Yesterday the EU adopted the European Peace Facility, an off-budget fund of approximately €5 billion for the period 2021-2027. The facility will allow the EU, for the first time, to complement the activities of its Common Security and Defence Policy (CSDP) missions and operations in host countries with assistance measures - including the supply of lethal weaponry. Although this initiative might give the EU more flexibility, autonomy and leverage, there are lots of counterproductive risks.

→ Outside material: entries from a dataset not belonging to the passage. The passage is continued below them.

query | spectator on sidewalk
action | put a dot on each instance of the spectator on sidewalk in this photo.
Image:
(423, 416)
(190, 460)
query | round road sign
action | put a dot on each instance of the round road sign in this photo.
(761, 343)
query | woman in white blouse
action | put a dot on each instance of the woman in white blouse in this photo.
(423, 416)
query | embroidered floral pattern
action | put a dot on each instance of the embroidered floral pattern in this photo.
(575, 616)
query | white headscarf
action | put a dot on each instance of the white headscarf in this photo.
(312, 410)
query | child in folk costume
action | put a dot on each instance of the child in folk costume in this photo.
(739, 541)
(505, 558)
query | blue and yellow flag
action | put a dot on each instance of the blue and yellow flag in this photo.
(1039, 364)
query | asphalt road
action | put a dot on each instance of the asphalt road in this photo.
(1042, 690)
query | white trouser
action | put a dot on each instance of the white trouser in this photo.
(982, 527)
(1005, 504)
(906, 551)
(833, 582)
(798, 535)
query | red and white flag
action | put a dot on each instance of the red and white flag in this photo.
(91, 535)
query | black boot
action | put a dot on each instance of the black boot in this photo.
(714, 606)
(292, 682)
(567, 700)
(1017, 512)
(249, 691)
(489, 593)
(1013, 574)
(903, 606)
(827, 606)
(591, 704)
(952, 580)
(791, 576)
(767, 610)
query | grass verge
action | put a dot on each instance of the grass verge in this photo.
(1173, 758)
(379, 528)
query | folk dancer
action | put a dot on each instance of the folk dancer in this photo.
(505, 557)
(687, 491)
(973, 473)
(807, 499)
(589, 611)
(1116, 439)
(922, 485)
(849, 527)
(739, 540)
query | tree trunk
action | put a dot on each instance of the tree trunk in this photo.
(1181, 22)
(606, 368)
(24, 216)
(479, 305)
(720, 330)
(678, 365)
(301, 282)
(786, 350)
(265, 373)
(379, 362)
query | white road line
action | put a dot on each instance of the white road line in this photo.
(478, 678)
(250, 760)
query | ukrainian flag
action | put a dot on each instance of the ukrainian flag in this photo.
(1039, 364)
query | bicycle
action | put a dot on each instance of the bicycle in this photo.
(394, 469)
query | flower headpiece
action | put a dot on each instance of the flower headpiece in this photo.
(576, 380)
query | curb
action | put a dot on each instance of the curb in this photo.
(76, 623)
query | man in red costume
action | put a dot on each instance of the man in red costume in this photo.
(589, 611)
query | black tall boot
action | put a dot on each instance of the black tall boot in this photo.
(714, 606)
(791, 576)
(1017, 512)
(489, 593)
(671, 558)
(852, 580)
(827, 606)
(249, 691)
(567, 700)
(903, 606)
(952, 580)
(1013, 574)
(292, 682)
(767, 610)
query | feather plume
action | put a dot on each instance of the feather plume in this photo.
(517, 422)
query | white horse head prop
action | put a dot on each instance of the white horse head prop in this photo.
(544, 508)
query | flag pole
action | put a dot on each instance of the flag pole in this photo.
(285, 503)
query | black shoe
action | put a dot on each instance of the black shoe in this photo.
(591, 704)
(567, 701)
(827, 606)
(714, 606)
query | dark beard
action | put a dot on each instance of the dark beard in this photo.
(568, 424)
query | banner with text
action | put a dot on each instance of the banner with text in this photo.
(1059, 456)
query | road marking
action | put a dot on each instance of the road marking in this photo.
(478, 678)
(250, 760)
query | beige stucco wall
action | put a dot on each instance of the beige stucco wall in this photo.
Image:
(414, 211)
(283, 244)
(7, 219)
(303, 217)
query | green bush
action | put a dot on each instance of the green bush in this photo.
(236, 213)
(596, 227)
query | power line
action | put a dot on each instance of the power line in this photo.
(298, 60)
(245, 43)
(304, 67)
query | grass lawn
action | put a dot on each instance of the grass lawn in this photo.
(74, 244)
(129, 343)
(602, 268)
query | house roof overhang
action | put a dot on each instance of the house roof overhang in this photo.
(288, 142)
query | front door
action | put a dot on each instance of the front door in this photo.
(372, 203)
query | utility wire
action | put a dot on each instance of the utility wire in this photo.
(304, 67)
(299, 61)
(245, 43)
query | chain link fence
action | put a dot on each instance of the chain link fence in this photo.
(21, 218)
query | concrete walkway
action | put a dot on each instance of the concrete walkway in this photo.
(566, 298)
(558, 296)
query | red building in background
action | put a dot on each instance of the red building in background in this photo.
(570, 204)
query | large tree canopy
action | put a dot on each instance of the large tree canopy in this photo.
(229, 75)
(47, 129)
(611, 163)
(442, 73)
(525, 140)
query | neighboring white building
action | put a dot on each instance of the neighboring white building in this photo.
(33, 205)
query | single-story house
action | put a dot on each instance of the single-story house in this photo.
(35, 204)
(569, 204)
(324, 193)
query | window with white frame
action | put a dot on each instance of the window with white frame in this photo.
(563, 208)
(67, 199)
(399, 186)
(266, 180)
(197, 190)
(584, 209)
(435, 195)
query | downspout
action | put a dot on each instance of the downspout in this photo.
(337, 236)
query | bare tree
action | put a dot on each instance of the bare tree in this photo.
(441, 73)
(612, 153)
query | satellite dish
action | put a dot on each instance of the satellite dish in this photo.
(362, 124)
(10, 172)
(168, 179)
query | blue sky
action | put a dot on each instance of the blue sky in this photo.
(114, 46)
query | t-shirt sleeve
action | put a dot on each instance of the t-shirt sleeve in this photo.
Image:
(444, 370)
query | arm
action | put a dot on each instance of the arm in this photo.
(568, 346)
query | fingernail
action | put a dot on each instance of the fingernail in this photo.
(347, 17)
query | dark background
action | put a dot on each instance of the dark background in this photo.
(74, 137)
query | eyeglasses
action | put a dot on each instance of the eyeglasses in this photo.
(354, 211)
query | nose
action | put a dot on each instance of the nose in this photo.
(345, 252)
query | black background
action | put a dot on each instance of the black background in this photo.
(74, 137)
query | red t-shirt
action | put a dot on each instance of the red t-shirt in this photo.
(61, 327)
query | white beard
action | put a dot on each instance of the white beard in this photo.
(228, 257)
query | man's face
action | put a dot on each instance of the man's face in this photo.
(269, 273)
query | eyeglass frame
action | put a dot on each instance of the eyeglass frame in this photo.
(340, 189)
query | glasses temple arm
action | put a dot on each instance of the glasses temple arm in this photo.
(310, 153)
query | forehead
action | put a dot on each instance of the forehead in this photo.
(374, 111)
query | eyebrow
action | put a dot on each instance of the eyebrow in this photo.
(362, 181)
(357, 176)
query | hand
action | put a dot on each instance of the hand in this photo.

Fernando Aguiar, BIC Strategic Adviser on Conflict and EU Politics said: “We from the BIC have concerns about the adopted instrument, especially on the components “training and equipment for national armies in third countries” and the EU’s ability to fund military operations – including the supply of lethal weaponry. By implementing these initiatives in countries with high levels of institutional fragility and low levels of accountability, without any substantial long-term capacity-building, the EU will risk further enabling military-backed violence and civilian casualties as a result. Overall, the EU’s ultimate aim to enhance its ability to prevent conflict and preserve peace is undermined by the assumption that more weapons are needed for security and stability.”
As the BIC has previously argued, if the EU wants to positively impact stability, it should ensure the European Peace Facility is used tackle horizontal inequalities and social exclusion, resource competition, and conflict resolution, in parallel with efforts to tackle weak fiscal defence transparency and accountability. A comprehensive risk mitigation strategy must be put in place by the EU to avoid making counterproductive investments and worsening conflict situations around the world.